The tasks in the pipeline can be as follows:




Replacement Video/s Selection: Select a second video/s with a face or faces to swap with.



Source and Replacement Face and Facial Landmarks Detection: Detect faces and facial landmarks in the source and replacement videos. (For track 1, you need to do this using an extension of the CNN you implemented in Project 4 Part B.) For Track 2, you are allowed to use open source implementations (including more complex CNNs) for this.



Feature Extraction: For the mandatory task, since the emotion of the replacement face shouldn’t seep through to the source face, the features you use to control the warp should just be the ones along the convex hull of the face. However, to control the warp better, you could use other features within the face as long as they don’t change the emotions of the source face.



Once you are done with this mandatory task, you can replace the faces in any manner of your choosing. You can use Haar-like features, Harris Corners, Histogram of Gradients, Shape-Context features, SIFT features, etc. You can refer to open-source libraries for more features.




Face Swapping: For each frame, compute appropriate image transforms that warps the replacement face to the source face and vice-versa. Apply these transforms to both the faces. You may have to compute the convex hull of the source face and the replacement face while swapping the faces.

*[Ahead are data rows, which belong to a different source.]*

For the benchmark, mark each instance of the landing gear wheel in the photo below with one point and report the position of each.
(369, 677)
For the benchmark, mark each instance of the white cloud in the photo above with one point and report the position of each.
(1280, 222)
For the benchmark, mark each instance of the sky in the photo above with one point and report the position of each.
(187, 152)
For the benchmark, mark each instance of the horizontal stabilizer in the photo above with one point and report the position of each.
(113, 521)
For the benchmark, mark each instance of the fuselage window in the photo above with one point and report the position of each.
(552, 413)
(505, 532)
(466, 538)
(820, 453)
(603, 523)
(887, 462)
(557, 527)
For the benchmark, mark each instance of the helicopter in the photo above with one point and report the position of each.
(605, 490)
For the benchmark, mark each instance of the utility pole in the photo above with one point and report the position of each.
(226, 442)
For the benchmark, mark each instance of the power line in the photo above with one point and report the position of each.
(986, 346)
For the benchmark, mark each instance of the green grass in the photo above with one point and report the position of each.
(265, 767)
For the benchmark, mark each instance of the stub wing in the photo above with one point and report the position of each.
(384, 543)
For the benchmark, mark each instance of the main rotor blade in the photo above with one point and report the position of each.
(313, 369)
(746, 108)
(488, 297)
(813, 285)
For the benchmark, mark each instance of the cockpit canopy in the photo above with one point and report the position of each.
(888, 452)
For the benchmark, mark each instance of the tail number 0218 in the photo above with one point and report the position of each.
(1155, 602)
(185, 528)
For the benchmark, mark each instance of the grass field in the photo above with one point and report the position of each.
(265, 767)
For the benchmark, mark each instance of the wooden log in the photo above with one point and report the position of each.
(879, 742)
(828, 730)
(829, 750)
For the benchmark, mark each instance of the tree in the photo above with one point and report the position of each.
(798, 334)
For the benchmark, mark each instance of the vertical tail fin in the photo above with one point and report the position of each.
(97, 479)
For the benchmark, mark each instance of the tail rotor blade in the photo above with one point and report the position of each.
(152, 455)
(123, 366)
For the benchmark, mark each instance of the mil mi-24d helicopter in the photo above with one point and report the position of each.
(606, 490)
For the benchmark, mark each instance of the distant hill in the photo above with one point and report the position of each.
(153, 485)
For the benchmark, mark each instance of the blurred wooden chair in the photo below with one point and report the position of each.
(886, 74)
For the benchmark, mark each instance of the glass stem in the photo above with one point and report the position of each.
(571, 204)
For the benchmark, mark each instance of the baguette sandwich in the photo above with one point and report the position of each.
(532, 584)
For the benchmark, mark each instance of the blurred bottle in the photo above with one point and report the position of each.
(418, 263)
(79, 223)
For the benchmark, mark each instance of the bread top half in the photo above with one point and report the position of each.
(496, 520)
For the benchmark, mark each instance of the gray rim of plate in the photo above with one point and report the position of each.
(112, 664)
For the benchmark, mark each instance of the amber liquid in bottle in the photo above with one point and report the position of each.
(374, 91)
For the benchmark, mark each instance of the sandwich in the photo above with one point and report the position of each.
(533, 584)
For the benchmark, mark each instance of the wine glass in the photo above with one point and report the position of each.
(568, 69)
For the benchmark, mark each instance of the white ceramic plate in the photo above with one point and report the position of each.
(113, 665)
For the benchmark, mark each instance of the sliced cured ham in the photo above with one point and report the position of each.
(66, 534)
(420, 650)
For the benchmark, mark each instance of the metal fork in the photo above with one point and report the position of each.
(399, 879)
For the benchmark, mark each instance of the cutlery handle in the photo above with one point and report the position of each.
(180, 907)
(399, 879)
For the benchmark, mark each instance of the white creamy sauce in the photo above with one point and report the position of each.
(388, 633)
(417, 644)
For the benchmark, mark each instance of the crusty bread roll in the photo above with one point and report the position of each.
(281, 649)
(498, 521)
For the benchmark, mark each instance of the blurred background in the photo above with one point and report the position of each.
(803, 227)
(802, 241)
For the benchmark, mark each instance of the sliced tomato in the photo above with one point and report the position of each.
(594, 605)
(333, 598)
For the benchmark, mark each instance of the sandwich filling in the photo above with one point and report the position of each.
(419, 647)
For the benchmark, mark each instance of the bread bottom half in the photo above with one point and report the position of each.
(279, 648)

Video Refinement (Optional for Track 1): Make the face swapping seem natural. Use Gradient Domain Blending or any other technique that makes the swapped faces look real with their new bodies. Compensate for exposure, lighting and shadows, poses, skin tone, etc. Incorporate optical flow techniques to robustly track faces.

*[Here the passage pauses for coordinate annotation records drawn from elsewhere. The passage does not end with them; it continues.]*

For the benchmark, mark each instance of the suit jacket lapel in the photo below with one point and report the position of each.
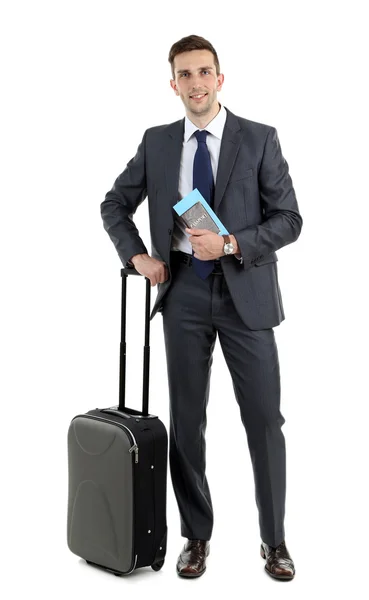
(229, 147)
(172, 151)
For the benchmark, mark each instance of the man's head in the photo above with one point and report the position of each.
(195, 70)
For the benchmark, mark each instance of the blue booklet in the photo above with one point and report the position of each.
(196, 213)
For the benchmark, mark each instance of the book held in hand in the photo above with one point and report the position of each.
(196, 213)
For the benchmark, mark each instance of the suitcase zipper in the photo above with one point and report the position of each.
(133, 448)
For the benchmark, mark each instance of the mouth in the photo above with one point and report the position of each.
(198, 97)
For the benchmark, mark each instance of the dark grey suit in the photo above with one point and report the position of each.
(255, 200)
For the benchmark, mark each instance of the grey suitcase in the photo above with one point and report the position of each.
(117, 476)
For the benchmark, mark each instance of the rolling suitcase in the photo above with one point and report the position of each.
(117, 476)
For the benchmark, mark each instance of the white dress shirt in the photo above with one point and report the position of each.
(215, 128)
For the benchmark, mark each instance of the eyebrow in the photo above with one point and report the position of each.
(199, 69)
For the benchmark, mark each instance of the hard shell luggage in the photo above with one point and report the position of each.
(117, 476)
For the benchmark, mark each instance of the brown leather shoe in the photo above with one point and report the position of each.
(192, 560)
(279, 563)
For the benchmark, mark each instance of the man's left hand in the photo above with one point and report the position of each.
(206, 244)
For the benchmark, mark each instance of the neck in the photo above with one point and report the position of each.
(201, 121)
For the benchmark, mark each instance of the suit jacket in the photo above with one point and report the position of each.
(254, 198)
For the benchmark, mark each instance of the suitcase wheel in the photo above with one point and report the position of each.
(158, 565)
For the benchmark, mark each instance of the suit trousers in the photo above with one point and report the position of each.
(194, 311)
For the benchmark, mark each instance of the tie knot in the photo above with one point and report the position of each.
(201, 135)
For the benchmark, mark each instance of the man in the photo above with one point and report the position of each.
(209, 284)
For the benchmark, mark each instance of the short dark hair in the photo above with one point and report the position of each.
(192, 42)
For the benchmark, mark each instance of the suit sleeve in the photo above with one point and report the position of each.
(282, 220)
(120, 204)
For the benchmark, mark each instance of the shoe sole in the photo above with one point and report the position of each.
(191, 575)
(280, 577)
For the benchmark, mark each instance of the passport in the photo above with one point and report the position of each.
(194, 211)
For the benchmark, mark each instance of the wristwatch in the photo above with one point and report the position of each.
(228, 247)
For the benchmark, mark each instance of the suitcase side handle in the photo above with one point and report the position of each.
(122, 353)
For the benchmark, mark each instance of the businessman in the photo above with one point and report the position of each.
(210, 284)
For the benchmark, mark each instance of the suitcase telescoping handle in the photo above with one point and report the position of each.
(122, 355)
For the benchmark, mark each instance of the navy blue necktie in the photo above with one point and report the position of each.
(204, 182)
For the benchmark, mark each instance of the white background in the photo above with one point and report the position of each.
(81, 83)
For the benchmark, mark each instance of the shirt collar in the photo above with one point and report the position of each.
(215, 127)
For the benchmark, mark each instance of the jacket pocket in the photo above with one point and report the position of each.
(241, 175)
(266, 260)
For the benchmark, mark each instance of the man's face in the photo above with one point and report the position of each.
(195, 74)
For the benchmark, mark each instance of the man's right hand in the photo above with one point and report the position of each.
(152, 268)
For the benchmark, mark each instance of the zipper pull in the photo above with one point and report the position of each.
(135, 450)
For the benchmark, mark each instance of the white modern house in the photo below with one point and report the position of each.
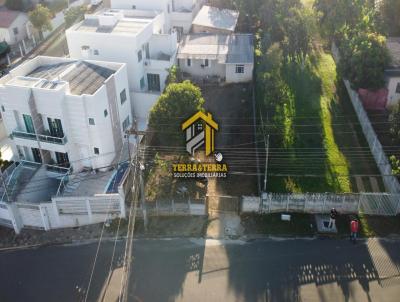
(215, 20)
(140, 38)
(13, 26)
(223, 58)
(392, 73)
(179, 13)
(67, 112)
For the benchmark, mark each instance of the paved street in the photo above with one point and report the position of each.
(198, 270)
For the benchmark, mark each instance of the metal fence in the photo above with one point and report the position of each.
(366, 203)
(391, 182)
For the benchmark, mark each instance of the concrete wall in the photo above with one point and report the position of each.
(8, 35)
(233, 77)
(196, 70)
(393, 97)
(205, 29)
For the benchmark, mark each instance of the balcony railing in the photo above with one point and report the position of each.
(41, 137)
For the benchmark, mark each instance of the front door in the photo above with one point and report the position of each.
(28, 123)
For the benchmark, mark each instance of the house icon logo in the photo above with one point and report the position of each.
(200, 130)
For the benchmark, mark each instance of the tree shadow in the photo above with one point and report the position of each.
(273, 272)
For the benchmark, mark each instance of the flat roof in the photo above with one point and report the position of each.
(83, 77)
(117, 21)
(226, 48)
(214, 17)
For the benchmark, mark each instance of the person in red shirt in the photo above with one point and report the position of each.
(354, 226)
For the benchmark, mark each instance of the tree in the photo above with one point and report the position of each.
(74, 14)
(40, 18)
(389, 14)
(394, 119)
(178, 102)
(364, 57)
(299, 27)
(15, 4)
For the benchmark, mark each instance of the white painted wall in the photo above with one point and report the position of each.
(8, 34)
(74, 113)
(233, 77)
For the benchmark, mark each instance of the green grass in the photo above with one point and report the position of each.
(317, 126)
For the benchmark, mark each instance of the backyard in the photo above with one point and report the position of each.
(319, 145)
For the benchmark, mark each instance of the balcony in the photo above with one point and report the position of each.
(41, 137)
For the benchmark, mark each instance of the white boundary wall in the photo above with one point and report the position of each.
(382, 204)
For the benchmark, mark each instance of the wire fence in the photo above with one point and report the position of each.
(382, 204)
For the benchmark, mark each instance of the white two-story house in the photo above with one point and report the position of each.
(179, 13)
(67, 112)
(140, 38)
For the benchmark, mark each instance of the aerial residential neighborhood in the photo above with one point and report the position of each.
(199, 150)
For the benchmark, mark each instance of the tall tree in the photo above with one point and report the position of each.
(389, 14)
(364, 57)
(40, 18)
(179, 101)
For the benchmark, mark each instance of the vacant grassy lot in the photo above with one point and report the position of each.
(321, 147)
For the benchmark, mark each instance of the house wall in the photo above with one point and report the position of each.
(74, 113)
(393, 97)
(233, 77)
(196, 70)
(204, 29)
(8, 35)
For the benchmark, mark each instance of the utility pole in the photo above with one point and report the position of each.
(266, 162)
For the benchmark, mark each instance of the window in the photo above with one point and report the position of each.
(140, 56)
(397, 88)
(142, 83)
(125, 123)
(153, 81)
(239, 68)
(122, 95)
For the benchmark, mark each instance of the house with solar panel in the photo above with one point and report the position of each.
(65, 112)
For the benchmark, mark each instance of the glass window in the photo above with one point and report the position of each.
(398, 88)
(125, 123)
(142, 83)
(140, 56)
(239, 68)
(122, 95)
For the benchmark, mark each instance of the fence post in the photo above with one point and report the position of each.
(89, 210)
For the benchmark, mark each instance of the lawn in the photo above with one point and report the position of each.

Video to video replacement Keep in mind that this is a video to video face replacement. The two videos may have the same number of frames or they may not. You should account for this while performing the replacement.

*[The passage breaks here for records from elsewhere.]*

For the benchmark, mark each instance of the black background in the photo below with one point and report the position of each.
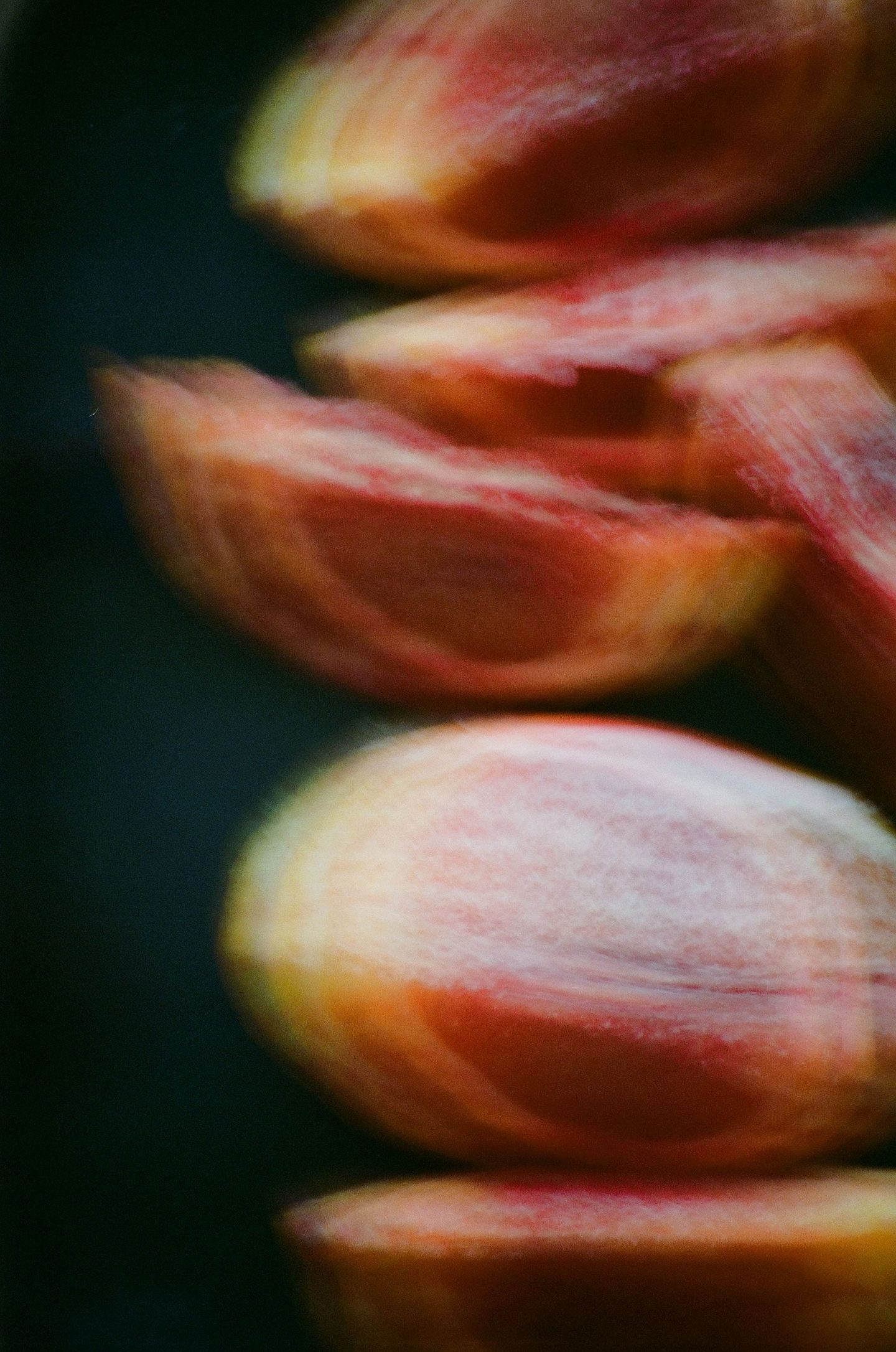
(146, 1140)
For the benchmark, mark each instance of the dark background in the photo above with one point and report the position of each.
(146, 1140)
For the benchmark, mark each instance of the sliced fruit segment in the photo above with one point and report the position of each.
(381, 555)
(423, 141)
(505, 1263)
(572, 367)
(582, 940)
(814, 437)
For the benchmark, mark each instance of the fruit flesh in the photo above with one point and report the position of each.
(573, 367)
(814, 437)
(565, 1263)
(579, 940)
(380, 555)
(438, 139)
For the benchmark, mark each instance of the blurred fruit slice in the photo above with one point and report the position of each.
(506, 1263)
(386, 557)
(814, 437)
(579, 940)
(571, 367)
(427, 141)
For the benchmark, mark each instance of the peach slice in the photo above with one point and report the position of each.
(380, 555)
(427, 141)
(572, 367)
(582, 940)
(556, 1263)
(815, 438)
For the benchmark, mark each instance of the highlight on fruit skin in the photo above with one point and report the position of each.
(433, 141)
(573, 367)
(379, 555)
(505, 1262)
(814, 437)
(577, 940)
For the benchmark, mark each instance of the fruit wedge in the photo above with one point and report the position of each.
(582, 940)
(556, 1263)
(814, 437)
(386, 557)
(429, 141)
(572, 367)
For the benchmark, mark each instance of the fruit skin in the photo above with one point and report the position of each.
(433, 141)
(580, 940)
(814, 438)
(573, 368)
(590, 1264)
(379, 555)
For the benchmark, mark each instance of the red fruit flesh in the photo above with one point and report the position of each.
(815, 438)
(436, 139)
(381, 555)
(579, 940)
(556, 1263)
(572, 368)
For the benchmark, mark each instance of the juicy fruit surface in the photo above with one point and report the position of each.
(560, 363)
(375, 552)
(579, 939)
(511, 1262)
(442, 139)
(815, 438)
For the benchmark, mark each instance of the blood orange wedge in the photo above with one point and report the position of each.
(815, 438)
(426, 141)
(386, 557)
(572, 367)
(580, 940)
(510, 1263)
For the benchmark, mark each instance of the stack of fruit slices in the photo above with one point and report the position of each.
(572, 941)
(606, 946)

Spiffify: Eternal glory (extra-credit) will be awarded to teams that implement cool and creative features apart from the ones mentioned above. You can also attempt face swapping within a single video. For an example of the manda-tory task done on a single video, see this video. Having your code run close to real time will be another way to earn a lot of extra credit!



You are by no means constrained to the example we have shown. This is the last project of the course and is very open-ended, so go crazy and have fun!




1.4 Scoring




You can use the dataset provided for Project 4 Part A to develop and test your code. Four days before the project presentation i.e. 12/14/17, we will release test videos of varying difficulty levels and your code is expected to work on those. You will be graded based on the results of your test videos. Tweaking your code to work with the test set should be trivial and we believe that four days should allow you do that.




To receive full credit, your code must perform well on the easy videos in the test set.



Robustly swapping faces in the medium and hard datasets will receive proportionate extra-credit.



And of course, as mentioned earlier, extra-credits for cool and creative features.



NOTE: Your submission is due on 12/20/17 at 11:59 PM. This is a hard deadline and no submissions will be accepted after this deadline. We have allotted these extra days for creating the .pdf report of the project and compiling your deliverable for the project.The final presentation date will be announced shortly.




1.5 Putting Things Together




This is the last project for this course and by now, you already have most of the modules required to put this project together. Make use of the computational resources available to you in the form of multiple people and their respective laptops and desktops. Please do share the load, experiment with different methods and see what works best. The end goal is to create funny and creative face-swapped videos. Hope you guys have fun!